Раньше школа находилась в старом запущенном парке – через несколько лет ее закроют по причине ремонта и затопления цокольного этажа, а учеников переведут в здание бывшего ремесленного училища неподалеку от причала. Занятия в островной школе начинались в половине девятого утра. Павел Карлович шел пешком через парк от автобусной остановки, здоровался по пути с рыбаками, сидевшими на гранитных ступенях, уходивших в воду, погружавшихся. Лудах.
Перед началом уроков в школьном дворе происходило построение, перекличка, а затем – развод на занятия. Опоздавших и отсутствующих без уважительной причины, разумеется, разыскивали дежурные и приводили к коменданту, сидевшему в отдельном, крашенном зеленой краской кирпичном гараже, где и наказывали суточной работой на мазуте и дровах.
Павел Карлович не любил учеников, потому что боялся их. Они нехотя приходили на его уроки, развешивали синие, потершиеся на локтях кителя на спинках стульев, снимали сапоги или ботинки, перепутанные рваной упряжью шнуровки, долго надрывно кашляли, многие из них страдали легкими, доставали из ременной перевязи засаленные растрепанные учебники, названия которых и прочесть-то было невозможно, и погружались в хриплый сон.

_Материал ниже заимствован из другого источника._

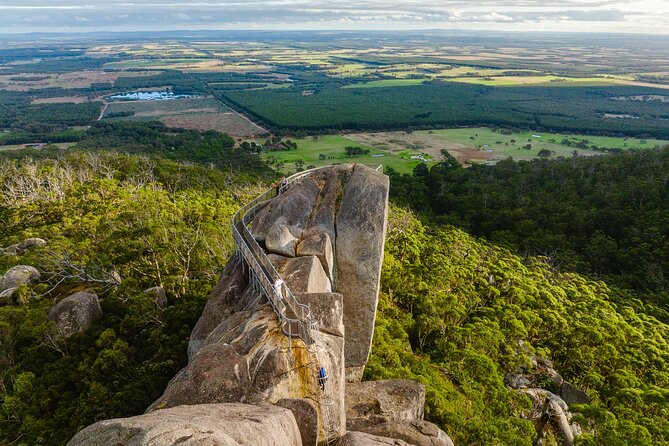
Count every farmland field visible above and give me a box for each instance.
[346,127,669,165]
[103,97,266,137]
[256,135,422,174]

По привычке Немец начинал урок с чтения правил и канона на утро и на повечерие. Часы. Ученики должны были повторять за ним хором. Павел Карлович смотрел поверх очков на склоненные перед ним бритые головы, чутко слушал ноты или «соли», как здесь было принято говорить, рисовал на пузырящейся от сырости доске горовосходный холм и отмечал мелом голоса – Вонифатия, Петра, архистратига Михаила, Евода, Каиафы, Иосафа и Иосафата, Ирода, Ермы, Эльпидифора, Авды, Иова, Евстафия, Савватия, Кирика, Афанасия, Кирилла, Коприя, Пахомия, Зоровавеля, Фотия, Пимена – имена старцев-праотцов и пророков…
Немец прохаживался по классу и, остановившись около одного из учеников, произносил:
– Извольте проспрягать глаголы «происходить» и «отвлекать».
Хор тут же замолкал, и губы начинали перешептываться, шелестя запекшимися болячками. Ученик, комкая огрызок тетрадочного листка, на котором карандашом было написано задание, обреченно вставал и медленно выходил на деревянный пол – Голгофу, ступал босиком; засовывал мизинец или большой палец в щель между досками, показывал всем фиолетово-синие ладони, в том смысле, что тратил, тратил-таки чернильную личину, мог даже и ковыряться пальцем в носу, извлекая желтые мутные тигли, но это уж слишком!